Yazidis from across the north, where the sect is most concentrated, said they feared that their community of several hundred thousand might not recover.

“I’ve lost 32 people from the families of my five brothers and four sisters,” said Rasheed Muhsin Khesru, 59, a Yazidi from Kirkuk.

Others said the attack would only accelerate Iraq’s already dizzying level of violence.

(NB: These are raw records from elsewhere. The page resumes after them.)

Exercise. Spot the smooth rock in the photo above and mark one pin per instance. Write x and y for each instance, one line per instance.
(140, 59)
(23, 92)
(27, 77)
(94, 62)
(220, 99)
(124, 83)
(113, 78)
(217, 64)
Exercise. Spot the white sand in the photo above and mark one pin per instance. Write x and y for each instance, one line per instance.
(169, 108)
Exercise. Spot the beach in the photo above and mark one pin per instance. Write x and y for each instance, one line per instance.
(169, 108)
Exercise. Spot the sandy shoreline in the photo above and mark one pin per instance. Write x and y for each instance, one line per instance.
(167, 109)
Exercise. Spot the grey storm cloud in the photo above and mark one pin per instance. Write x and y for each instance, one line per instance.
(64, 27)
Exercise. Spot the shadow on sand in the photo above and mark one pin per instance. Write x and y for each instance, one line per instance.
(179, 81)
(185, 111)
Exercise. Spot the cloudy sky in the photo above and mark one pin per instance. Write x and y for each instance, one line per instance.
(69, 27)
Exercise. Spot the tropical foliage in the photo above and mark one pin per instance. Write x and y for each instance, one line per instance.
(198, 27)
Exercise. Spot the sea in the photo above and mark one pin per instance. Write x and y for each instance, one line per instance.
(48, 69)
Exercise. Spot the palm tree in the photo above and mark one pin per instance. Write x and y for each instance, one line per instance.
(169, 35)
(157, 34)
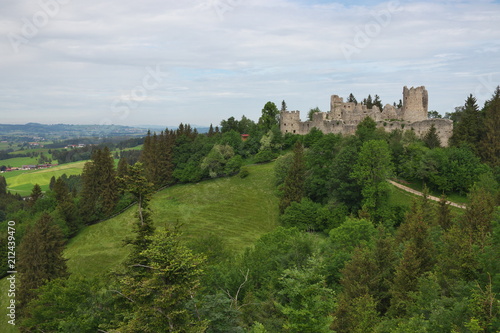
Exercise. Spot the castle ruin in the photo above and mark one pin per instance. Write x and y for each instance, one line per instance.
(344, 117)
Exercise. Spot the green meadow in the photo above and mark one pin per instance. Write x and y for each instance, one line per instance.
(22, 182)
(241, 210)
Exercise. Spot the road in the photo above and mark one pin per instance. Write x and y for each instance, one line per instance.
(408, 189)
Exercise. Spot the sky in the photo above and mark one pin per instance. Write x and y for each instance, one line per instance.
(163, 62)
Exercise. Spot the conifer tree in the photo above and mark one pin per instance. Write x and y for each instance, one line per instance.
(352, 99)
(444, 215)
(283, 106)
(471, 127)
(36, 194)
(52, 182)
(3, 185)
(61, 190)
(165, 159)
(99, 186)
(160, 289)
(431, 138)
(417, 258)
(490, 144)
(40, 258)
(137, 184)
(293, 186)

“In a few days, 10,000 of our men will be ready to protect our areas,” said Kheder Aziz, who was sobbing on a street in Kirkuk. “All the Sunni Arab tribes living around us are responsible, either because they helped with the attack or knew what would happen.”

The Western world's media, meanwhile, has already lost interest in the story. There was no spectacular footage of the attacks that can be played over and over and over again. The victims were mostly Kurds, non-white, and believers in a religion that many Christians would deem strange, and possibly Satanic.

Plus, this is Iraq. And Iraq is the world centre for terror attacks now.

Another 500 dead Iraqis barely even cracks the headlines.

The next time most Westerners are likely to hear about the Yazidi is if they strike back at the Sunni Arabs in a large and spectacularly violent way. Another wave of beheadings and body dumpings, likewise, are unlikely to even make the news in the US and Australia.